Au centre du canton du Tessin siège comme autorité supérieure un conseil de l’instruction publique composé de cinq membres. Le canton est divisé en seize districts scolaires, dont chacun est visité par un inspecteur qui encourage les municipalités et qui adresse des rapports au conseil supérieur. La dernière guerre d’Italie a eu, pour effet de stimuler les efforts de tout le monde : les couvens supprimés de Lugano, de Mendrisio, Bellinzona, Locarno, ont été transformés en écoles secondaires. Les mêmes villes ont ouvert aussi tout récemment des écoles supérieures laïques pour les filles.
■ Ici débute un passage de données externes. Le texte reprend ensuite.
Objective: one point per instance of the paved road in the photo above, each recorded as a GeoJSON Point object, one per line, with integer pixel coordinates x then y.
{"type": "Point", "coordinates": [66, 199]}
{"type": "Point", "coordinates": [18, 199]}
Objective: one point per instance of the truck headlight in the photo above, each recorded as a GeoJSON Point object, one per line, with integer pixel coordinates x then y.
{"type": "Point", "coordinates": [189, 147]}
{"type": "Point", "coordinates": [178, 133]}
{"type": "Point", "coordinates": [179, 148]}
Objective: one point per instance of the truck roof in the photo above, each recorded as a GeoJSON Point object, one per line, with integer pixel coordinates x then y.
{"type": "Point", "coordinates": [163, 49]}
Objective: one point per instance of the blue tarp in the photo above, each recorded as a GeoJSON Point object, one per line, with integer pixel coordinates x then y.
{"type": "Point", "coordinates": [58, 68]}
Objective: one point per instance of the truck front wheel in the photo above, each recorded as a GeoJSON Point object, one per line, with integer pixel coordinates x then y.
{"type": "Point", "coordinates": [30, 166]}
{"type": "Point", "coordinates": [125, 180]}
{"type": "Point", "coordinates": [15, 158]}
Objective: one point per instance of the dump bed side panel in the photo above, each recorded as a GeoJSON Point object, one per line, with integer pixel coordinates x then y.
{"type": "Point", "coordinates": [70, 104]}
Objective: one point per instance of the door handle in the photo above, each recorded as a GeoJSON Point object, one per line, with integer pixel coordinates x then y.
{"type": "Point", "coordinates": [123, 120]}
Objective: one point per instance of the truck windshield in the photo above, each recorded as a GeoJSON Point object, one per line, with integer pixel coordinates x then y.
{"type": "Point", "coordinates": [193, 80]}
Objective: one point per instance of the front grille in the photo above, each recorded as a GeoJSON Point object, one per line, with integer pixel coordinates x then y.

Pendant l’année scolaire, le nombre des enfans tenus de se rendre à l’école, schulpflichtig, comme disent très bien les Allemands, était de 18,927 pour une population de 117,750 âmes ; 16,703 se trouvaient dans les écoles primaires, et parmi ceux-ci presque autant de filles que de garçons : 8,193 contre 8,519. Sur les 2,224 manquans, un certain nombre suivaient des écoles privées ou étaient retenus par des maladies et d’autres causes légitimes. Les absences non justifiées se sont réduites à 774[1]. Ces chiffres prouvent qu’en peu d’années le Tessin, qui était l’un des cantons les moins éclairés de la Suisse, est parvenu à s’élever à un niveau très satisfaisant.

Dans les cantons où l’instruction primaire est organisée depuis longtemps, on peut dire que chacun sait lire et écrire. Voici un fait curieux rapporté à ce sujet par un statisticien genevois., M. Ador, dans le Journal suisse de Statistique. Il y a quelques années, on chercha à Genève un homme complètement illettré, afin d’expérimenter une nouvelle méthode pour apprendre à lire aux adultes. Longtemps ce fut en vain ; enfin on en découvrit un, mais vérification faite, il se trouva qu’il était né en Savoie. En 1864, tous les hommes nés à Genève ont signé leur acte de mariage, et il ne s’est trouvé que deux femmes qui n’ont, pu en faire autant, Dans les cantons de Vaud, Zurich, Neuchatel, l’instruction est tout aussi répandue. La partie protestante de la Suisse est donc aussi avancée

  1. Nous empruntons ces chiffres à un excellent travail de M. G. Scartazzini, la Publica Educazione nel cantone Ticino. Le grand mal, dit l’auteur, est la modicité du traitement des instituteurs, qui, dans beaucoup de communes, n’atteint pas même le misérable minimum de 300 francs, fixe par la loi.